Dans le cadre de notre campagne Dégooglisons, nous sommes sensibles à ce dévoilement, c’est un argument de plus pour vous proposer prochainement un Framapétitions, un outil de création de pétitions libre et open source, respectueux de vos données personnelles…

Voilà comment Change.org vend nos adresses électroniques

L’Espresso a obtenu les tarifs de l’entreprise (de 1,50 euro à 85 centimes) et a contacté certains clients. Entre les réponses embarrassées et les reconnaissances du bout des lèvres, nous avons étudié l’activité de l’« Amazon des pétitions en ligne ». Elle manipule des données extrêmement sensibles telles que les opinions politiques et fait l’objet en Allemagne d’une enquête sur le respect de la vie privée.

On l’a appelée le « Google de la politique moderne ». Change.org, la plateforme populaire pour lancer des pétitions sur les questions politiques et sociales, est un géant qui compte cent cinquante millions d’utilisateurs à travers le monde et ce nombre augmente d’un million chaque semaine : un événement comme le Brexit a déclenché à lui seul 400 pétitions. En Italie, où elle a débarqué il y a quatre ans, Change.org a atteint cinq millions d’utilisateurs. Depuis la pétition lancée par Ilaria Cucchi pour demander l’approbation d’une loi sur la torture, qui a jusqu’à présent recueilli plus de 232 000 signatures, jusqu’à celle sur le référendum constitutionnel, que celui qui n’a jamais apposé une signature sur Change.org dans l’espoir de faire pression sur telle ou telle institution pour changer les choses lève la main. Au 21e siècle, la participation démocratique va inévitablement vers les plateformes en ligne. Et en effet on ne manque pas d’exemples dans lesquels ces pétitions ont vraiment déclenché des changements.

Il suffit de quelques clics : tout le monde peut lancer une pétition et tout le monde peut la signer. Mais il y a un problème :  combien de personnes se rendent-elles compte que les données personnelles qu’elles confient à la plateforme en signant les soi-disant « pétitions sponsorisées » — celles qui sont lancées par les utilisateurs qui paient pour les promouvoir (https://www.change.org/advertise) — seront en fait vendues et utilisées pour les profiler ? La question est cruciale, car ce sont des données très sensibles, vu qu’elles concernent des opinions politiques et sociales.

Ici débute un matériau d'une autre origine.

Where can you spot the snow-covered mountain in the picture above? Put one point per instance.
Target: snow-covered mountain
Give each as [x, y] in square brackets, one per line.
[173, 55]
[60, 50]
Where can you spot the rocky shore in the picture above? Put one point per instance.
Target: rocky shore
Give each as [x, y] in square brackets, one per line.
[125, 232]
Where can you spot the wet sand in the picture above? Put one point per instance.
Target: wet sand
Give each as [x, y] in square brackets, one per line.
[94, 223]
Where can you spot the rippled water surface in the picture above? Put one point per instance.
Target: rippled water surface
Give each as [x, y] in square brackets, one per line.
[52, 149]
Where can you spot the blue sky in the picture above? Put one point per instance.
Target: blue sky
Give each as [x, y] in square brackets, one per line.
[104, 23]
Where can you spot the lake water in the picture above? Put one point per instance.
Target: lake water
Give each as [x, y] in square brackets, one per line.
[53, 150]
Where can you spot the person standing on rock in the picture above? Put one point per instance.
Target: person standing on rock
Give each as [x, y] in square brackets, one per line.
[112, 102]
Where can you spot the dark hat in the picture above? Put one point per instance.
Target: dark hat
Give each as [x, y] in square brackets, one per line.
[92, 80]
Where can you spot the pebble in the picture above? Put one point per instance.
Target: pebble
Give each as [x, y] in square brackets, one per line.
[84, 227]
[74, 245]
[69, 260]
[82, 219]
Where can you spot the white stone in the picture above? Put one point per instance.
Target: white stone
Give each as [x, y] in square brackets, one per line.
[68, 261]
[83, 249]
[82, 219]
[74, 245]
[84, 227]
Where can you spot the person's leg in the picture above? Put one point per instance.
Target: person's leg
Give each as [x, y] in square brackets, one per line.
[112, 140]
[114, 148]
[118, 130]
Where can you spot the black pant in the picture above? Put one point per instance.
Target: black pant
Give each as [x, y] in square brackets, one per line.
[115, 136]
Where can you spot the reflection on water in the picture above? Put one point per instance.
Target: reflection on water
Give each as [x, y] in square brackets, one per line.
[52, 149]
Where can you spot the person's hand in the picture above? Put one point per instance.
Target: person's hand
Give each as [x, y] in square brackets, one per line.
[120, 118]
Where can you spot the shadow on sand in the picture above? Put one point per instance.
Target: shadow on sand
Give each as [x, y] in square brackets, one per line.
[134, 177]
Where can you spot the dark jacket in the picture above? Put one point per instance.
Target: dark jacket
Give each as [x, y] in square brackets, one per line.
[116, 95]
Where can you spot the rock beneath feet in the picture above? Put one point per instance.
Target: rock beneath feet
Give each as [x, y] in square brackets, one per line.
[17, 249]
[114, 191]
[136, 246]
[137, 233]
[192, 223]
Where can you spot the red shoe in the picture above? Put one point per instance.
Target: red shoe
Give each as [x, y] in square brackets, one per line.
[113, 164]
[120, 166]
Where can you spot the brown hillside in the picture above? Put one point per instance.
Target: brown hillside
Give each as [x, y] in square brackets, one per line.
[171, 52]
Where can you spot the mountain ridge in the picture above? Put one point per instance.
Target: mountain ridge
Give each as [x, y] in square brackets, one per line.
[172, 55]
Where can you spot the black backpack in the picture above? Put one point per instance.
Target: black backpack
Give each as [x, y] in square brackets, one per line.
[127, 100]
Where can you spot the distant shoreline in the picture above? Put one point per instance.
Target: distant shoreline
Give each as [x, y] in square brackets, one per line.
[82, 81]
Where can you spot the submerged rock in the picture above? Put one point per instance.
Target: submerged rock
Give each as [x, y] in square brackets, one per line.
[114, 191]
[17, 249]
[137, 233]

L’Espresso est en mesure de révéler les tarifs que Change.org applique à ceux qui lancent des pétitions sponsorisées : des ONG aux partis politiques qui payent pour obtenir les adresses électroniques des signataires. Les prix vont de un 1,5 € par adresse électronique, si le client en achète moins de dix mille, jusqu’à 85 centimes pour un nombre supérieur à cinq cent mille. Notre journal a aussi demandé à certaines des ONG clientes de Change.org s’il est vrai qu’elles acquièrent les adresses électroniques des signataires. Certaines ont répondu de façon trop évasive pour ne pas susciter d’interrogations. D’autres, comme Oxfam, ont été honnêtes et l’ont confirmé.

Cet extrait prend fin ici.